Increases In Deportation Leads To Increase In Legal Action Plans
This blog has reported stories regarding the increase in deportation efforts and goals that immigration officials have set for 2011. Many undocumented immigrants have grown nervous about the increased enforcement and have decided to draft legal documents that spell out what should happen to their families and assets should they be deported.
Florida deportation defense attorneys are aware that many children of undocumented workers can be stranded at school when parents are arrested at work. Immigrant families in Arizona reportedly began creating informal plans back in 2006, when Immigration and Customs Enforcement agents were raiding work sites to round up undocumented workers, according to Cecelia Menjivar, a professor of sociology at Arizona State University.

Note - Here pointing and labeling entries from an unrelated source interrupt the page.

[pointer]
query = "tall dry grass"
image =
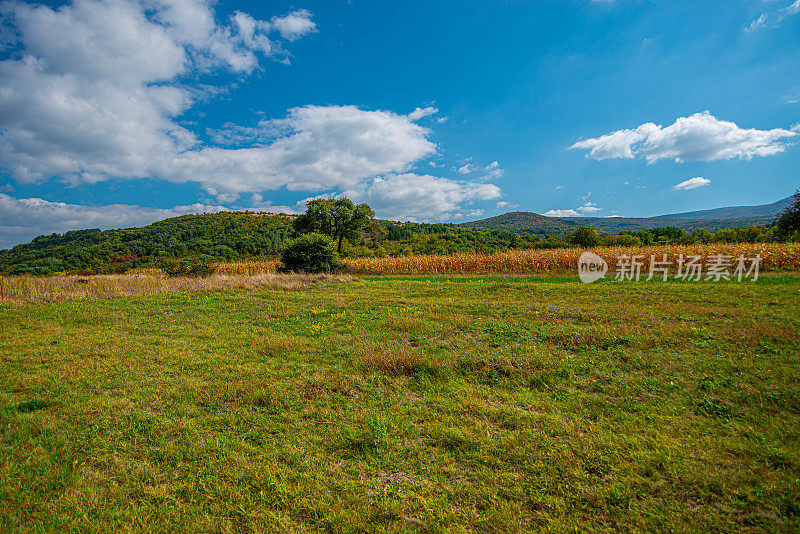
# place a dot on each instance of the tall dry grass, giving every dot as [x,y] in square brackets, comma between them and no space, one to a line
[774,256]
[57,288]
[248,268]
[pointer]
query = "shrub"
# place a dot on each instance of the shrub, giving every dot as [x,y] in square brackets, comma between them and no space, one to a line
[586,236]
[187,267]
[310,253]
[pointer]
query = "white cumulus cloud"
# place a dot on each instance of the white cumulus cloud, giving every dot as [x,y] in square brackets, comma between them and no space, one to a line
[699,137]
[588,207]
[421,197]
[98,90]
[295,25]
[692,183]
[25,218]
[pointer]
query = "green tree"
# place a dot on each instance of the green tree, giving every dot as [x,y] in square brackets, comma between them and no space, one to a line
[586,236]
[310,253]
[788,222]
[339,219]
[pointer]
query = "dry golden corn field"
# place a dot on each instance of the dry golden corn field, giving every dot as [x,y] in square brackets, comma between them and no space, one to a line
[250,274]
[775,256]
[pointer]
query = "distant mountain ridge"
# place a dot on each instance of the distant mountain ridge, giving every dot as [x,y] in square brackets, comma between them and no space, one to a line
[734,212]
[713,219]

Menjivar says that as ICE increased raids, many families created informal emergency plans because spouses of workers did not always have access to the worker’s bank accounts. Undocumented foreign nationals with children would make informal arrangements for care of their children should they be caught up in an ICE raid.
Now many immigration attorneys and estate planning attorneys reportedly are seeing an increase in requests for legal actions plans. Congressional failure to act on immigration reform in 2010 is cited as one factor in the increase in requests for action plans, according to many experts. Increases in deportations also factors in to the increase in formal legal action plans.
Arizona’s immigration law has caused fears in many in that state, though the law is embroiled in court proceedings. Other states, including Florida are considering similar anti-immigration laws.
For many, a notarized letter may suffice as an action plan. Many plans designate who is responsible for children should an undocumented parent be subject to deportation. One 24-year-old woman, who is pregnant, has had documents drawn up to ensure her partner, a legal resident, gets custody of her child should she be deported. The woman does not want to see her child enter the foster care system.